DAYTON - Volunteers from the Chief Cliff Volunteer Fire Department are beginning to reflect on the events of last week while battling the Elmo Fire.
“It's our homes our houses our livelihoods, and stuff like that. So, it was it's really been intense like an adrenaline high for this whole week. Just trying to get everything done and protect everything and everybody and our neighbor's place and your place. And then your neighbor's place and your place,” said Chief Cliff Volunteer Fire Department Assistant Chief Ben Adams.
The volunteers were some of the first people on scene the day the Elmo Fire started, right in their backyards.
“It's scary. It's really scary. You know, it's never gonna happen in your backyard. You know, it's never gonna happen right here. It's never gonna happen to your neighbors. But here, it did,” said Adams.
When Adams arrived at the fire, just a few minutes after it had started, it had already blown up. The flame lengths were already reaching 15 to 20 feet and the wind had picked up.
“You want to do something but it's like it's to the point where you can just basically just watch it, you know, and it's just really humbling. And you know, it's hot. I mean, low visibility, lots of smoke. It's, the smoke, it's choking,” said Adams.
With the fire being in their community, the volunteers were able to use the knowledge of the weather and the landscape to their advantage. The firefighters had to evacuate their neighbors and friends, not knowing what would happen to their homes.
“You know, I was really close to home. I mean it threatened my home, my family's ranch, stuff like that, my neighbor's houses. I mean, there's a whole bunch of us in the department it was right in our back door coming across here. So, it's it's been a pretty emotional week and stuff like that because it was right in our backyard or in in our homes and stuff like that, you know? And we all lost a little something over it,” said Adams.

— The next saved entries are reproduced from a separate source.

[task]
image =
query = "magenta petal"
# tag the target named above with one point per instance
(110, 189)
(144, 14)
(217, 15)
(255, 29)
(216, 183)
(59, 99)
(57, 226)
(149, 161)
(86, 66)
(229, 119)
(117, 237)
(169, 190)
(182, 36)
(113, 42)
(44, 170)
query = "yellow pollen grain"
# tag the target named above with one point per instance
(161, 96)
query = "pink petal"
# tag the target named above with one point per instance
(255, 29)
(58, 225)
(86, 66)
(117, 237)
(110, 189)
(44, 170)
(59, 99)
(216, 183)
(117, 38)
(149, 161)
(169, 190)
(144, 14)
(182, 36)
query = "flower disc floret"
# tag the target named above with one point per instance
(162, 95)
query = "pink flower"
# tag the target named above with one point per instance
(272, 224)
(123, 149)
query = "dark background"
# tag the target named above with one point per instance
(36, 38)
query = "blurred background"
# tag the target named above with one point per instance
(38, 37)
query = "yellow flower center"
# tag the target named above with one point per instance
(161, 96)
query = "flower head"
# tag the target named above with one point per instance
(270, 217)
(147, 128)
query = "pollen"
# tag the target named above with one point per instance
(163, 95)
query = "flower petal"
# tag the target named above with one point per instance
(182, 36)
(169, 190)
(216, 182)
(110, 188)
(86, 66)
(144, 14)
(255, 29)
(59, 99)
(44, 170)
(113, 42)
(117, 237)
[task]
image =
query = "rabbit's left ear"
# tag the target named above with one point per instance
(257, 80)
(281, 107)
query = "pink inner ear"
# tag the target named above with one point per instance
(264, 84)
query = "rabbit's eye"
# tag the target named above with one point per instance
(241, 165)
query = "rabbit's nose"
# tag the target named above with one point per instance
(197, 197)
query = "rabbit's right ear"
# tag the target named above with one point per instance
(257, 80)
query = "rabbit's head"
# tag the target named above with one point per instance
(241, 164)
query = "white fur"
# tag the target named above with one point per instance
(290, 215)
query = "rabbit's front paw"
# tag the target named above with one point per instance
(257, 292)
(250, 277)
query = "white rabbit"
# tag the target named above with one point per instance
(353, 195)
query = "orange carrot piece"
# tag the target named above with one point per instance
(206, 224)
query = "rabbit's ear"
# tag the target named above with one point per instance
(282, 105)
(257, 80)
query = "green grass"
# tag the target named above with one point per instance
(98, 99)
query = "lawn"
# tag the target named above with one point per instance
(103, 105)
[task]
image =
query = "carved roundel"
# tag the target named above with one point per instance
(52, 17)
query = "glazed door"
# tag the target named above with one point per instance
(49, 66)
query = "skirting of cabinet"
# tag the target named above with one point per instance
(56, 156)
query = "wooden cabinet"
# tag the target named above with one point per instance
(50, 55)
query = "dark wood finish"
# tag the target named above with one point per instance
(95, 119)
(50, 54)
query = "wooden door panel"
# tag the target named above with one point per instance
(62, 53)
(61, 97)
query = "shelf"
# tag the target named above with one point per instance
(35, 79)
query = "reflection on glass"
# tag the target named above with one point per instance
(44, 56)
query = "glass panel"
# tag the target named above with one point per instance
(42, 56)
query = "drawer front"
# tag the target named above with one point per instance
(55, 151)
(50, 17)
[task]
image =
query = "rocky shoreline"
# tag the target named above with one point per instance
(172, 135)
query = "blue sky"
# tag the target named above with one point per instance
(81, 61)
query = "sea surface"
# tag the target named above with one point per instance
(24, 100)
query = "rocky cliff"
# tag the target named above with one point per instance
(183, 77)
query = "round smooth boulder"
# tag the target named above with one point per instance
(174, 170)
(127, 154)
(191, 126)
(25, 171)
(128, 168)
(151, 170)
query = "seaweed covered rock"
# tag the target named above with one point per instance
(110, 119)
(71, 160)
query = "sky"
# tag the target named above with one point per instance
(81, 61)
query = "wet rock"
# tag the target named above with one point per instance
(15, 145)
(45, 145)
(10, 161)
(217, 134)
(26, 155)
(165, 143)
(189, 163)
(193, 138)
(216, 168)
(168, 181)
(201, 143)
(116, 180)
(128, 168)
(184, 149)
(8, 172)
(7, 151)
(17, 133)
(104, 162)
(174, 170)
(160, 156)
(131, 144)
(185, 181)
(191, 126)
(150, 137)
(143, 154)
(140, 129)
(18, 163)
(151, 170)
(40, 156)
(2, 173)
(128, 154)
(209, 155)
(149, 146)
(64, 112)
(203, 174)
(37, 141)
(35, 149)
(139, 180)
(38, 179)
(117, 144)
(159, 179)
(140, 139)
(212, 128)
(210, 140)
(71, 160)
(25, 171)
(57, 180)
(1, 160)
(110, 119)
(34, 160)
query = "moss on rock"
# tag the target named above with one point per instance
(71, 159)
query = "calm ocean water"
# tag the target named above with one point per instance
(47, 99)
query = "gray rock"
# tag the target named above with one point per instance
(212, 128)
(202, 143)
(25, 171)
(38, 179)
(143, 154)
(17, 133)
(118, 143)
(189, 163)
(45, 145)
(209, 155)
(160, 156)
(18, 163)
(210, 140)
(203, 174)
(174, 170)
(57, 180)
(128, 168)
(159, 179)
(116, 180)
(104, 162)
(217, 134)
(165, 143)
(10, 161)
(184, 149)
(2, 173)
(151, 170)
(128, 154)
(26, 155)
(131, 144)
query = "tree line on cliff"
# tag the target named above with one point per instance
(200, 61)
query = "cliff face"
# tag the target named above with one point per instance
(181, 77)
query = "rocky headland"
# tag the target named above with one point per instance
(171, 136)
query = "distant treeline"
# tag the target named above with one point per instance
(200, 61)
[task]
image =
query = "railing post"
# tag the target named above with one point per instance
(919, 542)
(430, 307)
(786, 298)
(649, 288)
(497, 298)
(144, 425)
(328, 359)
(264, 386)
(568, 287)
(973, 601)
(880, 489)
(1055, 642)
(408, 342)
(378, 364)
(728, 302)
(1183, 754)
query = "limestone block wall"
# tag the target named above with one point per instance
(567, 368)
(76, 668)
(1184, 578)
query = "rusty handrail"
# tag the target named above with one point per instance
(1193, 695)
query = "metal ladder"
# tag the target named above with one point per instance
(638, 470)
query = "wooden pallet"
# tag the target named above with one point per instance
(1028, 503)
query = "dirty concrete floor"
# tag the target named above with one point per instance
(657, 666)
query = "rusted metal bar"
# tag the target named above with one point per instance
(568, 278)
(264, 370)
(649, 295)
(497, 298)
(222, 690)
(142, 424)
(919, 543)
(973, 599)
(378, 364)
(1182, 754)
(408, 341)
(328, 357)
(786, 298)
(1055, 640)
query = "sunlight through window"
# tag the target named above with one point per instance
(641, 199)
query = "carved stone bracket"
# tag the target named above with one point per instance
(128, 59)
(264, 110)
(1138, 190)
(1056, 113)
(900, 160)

Containing this fire took collaboration from a lot of local departments and the aerial crew. The volunteers are tired from the nonstop events of the past week. Many of them have not seen their kids and families and have property damage of their own to worry about.
“Most of us haven't got a lot of sleep since this thing started so everybody started to come down, relax. We got our trucks in today and washed everything and kind of got together and had a meal here all together, kind of came together and started talking and kind of recovering,” said Adams.
Now, the volunteers must get back to their jobs and begin restoring what was lost.
“Get back to getting our lives put back together and it's going to take a little while,” said Adams.
The firefighters would like to thank everyone who donated and cooked meals to help get them through this battle. The departments used a huge portion of their funds and would appreciate any cash donations.